DuckLake Tool - Distributed DuckDB with PostgreSQL Metastore
Overview
The ducklake tool provides distributed DuckDB execution with a PostgreSQL-backed metastore, solving the file locking issues that occur when multiple workers access the same DuckDB files.
Problem It Solves
Standard DuckDB (tool: duckdb):
- Uses file-based storage with exclusive locks
- Multiple workers cannot access the same database file simultaneously
- Results in "Conflicting lock is held" errors in distributed environments
- Requires workarounds like non-pooled connections (slower performance)
DuckLake (tool: ducklake):
- Uses PostgreSQL to store catalog metadata
- Multiple workers can safely read/write concurrently
- Supports connection pooling (better performance)
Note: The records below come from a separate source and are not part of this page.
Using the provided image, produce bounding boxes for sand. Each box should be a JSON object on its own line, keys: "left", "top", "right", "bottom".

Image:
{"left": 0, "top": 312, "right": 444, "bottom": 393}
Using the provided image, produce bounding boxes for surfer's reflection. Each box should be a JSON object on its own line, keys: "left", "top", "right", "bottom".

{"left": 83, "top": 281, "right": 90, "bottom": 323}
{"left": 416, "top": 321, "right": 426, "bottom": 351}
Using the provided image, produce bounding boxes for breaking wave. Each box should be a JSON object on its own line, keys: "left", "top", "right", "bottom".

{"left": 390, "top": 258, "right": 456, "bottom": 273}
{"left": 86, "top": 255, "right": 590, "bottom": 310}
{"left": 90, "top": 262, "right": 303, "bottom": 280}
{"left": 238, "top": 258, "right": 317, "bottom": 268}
- Provides ACID transactions and snapshot isolation
- Enables time-travel queries and schema evolution tracking
Architecture
┌──────────────────────────────────────────────────────────────┐
│ NoETL Workers (K8s Pods) │
├──────────────┬──────────────┬──────────────┬────────────────┤
│ Worker 1 │ Worker 2 │ Worker 3 │ Worker N │
│ DuckDB │ DuckDB │ DuckDB │ DuckDB │
│ (in-mem) │ (in-mem) │ (in-mem) │ (in-mem) │
└──────┬───────┴──────┬───────┴──────┬───────┴────────┬────────┘
│ │ │ │
│ Catalog Coordination via Postgres │
│ │ │ │
└──────────────┴──────────────┴────────────────┘
│
┌────────────▼────────────┐
│ PostgreSQL Server │
│ │
│ ducklake_catalog DB │
│ ┌──────────────────┐ │
│ │ __ducklake_ │ │
│ │ metadata_* │ │
│ │ (schemas, tables,│ │
│ │ snapshots, etc) │ │
│ └──────────────────┘ │
└────────────┬────────────┘
│
┌──────────────┴──────────────┐
│ Shared Storage (RWX) │
│ /opt/noetl/data/ducklake │
│ ┌──────────┬──────────┐ │
│ │ Parquet │ Parquet │ │
│ │ Files │ Files │ │
│ └──────────┴──────────┘ │
└─────────────────────────────┘
Configuration
Required Fields
- step: example
tool: ducklake
auth: "{{ my_postgres_credential }}" # Credential reference for catalog database
catalog_name: "my_catalog"
data_path: "/opt/noetl/data/ducklake"
command: |
CREATE TABLE example (id INTEGER, name VARCHAR);
Field Descriptions:
| Field | Type | Required | Description |
|---|---|---|---|
auth | string | Yes* | Credential reference for PostgreSQL catalog connection |
catalog_connection | string | Yes* | Direct PostgreSQL connection string (alternative to auth) |
catalog_name | string | Yes | Name of the DuckLake catalog (e.g., "analytics") |
data_path | string | Yes | Path to store data files (must be shared across workers) |
command | string | One of | Single SQL command to execute |
commands | list | One of | Multiple SQL commands to execute |
*Connection String Resolution:
- Preferred: Use
authto reference a registered Postgres credential - Alternative: Use
catalog_connectionfor explicit connection string - Priority:
catalog_connection>authcredential resolution
Optional Fields
| Field | Type | Default | Description |
|---|---|---|---|
create_catalog | boolean | true | Auto-create catalog if it doesn't exist |
use_catalog | boolean | true | Run USE catalog before executing commands |
memory_limit | string | null | DuckDB memory limit (e.g., "4GB") |
threads | integer | null | Number of threads for DuckDB operations |
Setup
1. Create PostgreSQL Catalog Database
Note: If you're using NoETL's Kubernetes deployment, the ducklake_catalog database is automatically created during Postgres initialization. You can skip this step.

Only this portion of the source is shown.